At our first time out at one high school, a group of young women were outraged to find out how serious the attack on abortion rights has gotten. “Why the hell do men get to decide what I do with my own body?” one of them said angrily. This was a common sentiment shared by many students. Some took stickers and flyers which they immediately started putting up in key places where other students would see. The Revolution Club phone number and social media handle was on the flyers and students started calling and following as soon as they got them (literally within a half hour).
We challenged everyone we could with a basic provocation, “If you will not fight against forced motherhood, you are choosing the enslavement of women, what choice are you going to make?” We were clear that fighting this meant getting in the streets March 8 and beyond and challenging everyone around us to pick the right side. Society must be turned upside down with mass resistance if we are going to have a chance to beat this back.
We had the Points of Attention for the Revolution on one side of the flyer and pointed them out to people who stopped to talk. We asked people to question what kind of society are we living in where women’s humanity is up for debate like this? Where their bodies and status as people can go before a court filled with religious fanatics in this way and have that be treated as legitimate? We should not accept living in such a world and we don’t have to, we could make a revolution that sweeps this system away and brings in a world where women can truly be free.
We didn’t have a lot of time to talk to the students because they were heading to school and we wanted to convey just a few basic ideas. What choice will they make around this attack on women? And we put this to people, making clear that we are going for revolution, and that everyone has to be part of this fight whether they feel we need a revolution or not.
We challenged the guys who said they supported women having the right to have an abortion by telling them that was good but this is a real fight and it’s going to require more than a cheering section that supports women. One group of young men were saying that it was fucked up that this right could be taken away. One asked, “What if you’re a teenage girl and you can’t have a kid, then what?” Another told of a teenage girl who got pregnant and wanted an abortion but that her parents wouldn’t allow it.

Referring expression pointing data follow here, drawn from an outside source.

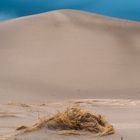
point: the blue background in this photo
(127, 9)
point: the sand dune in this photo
(69, 55)
(66, 55)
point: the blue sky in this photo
(128, 9)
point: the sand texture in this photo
(70, 55)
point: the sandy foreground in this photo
(49, 61)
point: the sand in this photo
(70, 55)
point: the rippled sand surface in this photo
(49, 59)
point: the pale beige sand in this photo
(69, 54)
(66, 55)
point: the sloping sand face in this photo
(64, 55)
(69, 54)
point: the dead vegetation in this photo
(73, 121)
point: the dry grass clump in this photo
(72, 121)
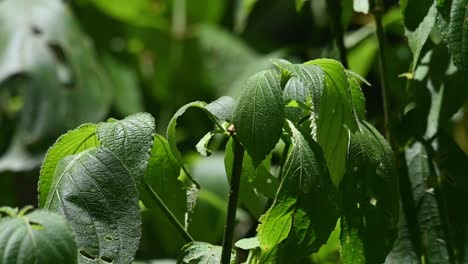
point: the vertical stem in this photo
(233, 195)
(378, 11)
(335, 14)
(172, 218)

Students talked with each other about sharing the flyers with people they know and about whether they should take a bus or walk to City Hall on International Women’s Day. One thought it would be cool if a bunch of students marched together from the school to the march. We told them and other students who said they were going to come that they couldn’t wait for something like that to just happen, they would have to make that happen themselves by spreading the word and struggling with other students.

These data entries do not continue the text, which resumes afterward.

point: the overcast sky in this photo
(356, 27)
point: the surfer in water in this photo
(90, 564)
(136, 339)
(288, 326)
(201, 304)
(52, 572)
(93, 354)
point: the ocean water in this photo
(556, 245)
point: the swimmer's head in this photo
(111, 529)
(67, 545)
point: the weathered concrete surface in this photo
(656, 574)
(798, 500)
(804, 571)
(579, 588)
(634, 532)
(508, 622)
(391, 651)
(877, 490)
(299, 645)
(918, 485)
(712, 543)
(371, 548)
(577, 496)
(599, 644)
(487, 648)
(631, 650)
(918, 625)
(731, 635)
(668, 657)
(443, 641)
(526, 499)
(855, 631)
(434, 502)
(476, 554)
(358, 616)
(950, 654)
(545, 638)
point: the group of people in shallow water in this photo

In talking to people who wanted to do something, we tried to show that the basic thing we were doing isn’t that hard. We read the flyer and discussed with others what was happening, we printed flyers and went out to where we could find people to get the word out and struggle with them to take up this fight now. We’ve got a YouTube Show, The RNL—Revolution, Nothing Less!—Show, that breaks things down and gives people leadership. People can watch the weekly shows, discuss what they see there, and keep going out into the world to organize other people. Some students formed a group chat where more students who want to take up this fight are getting invited to. This is an important way that people can start working together with others and break out of feeling like there’s nothing they can do.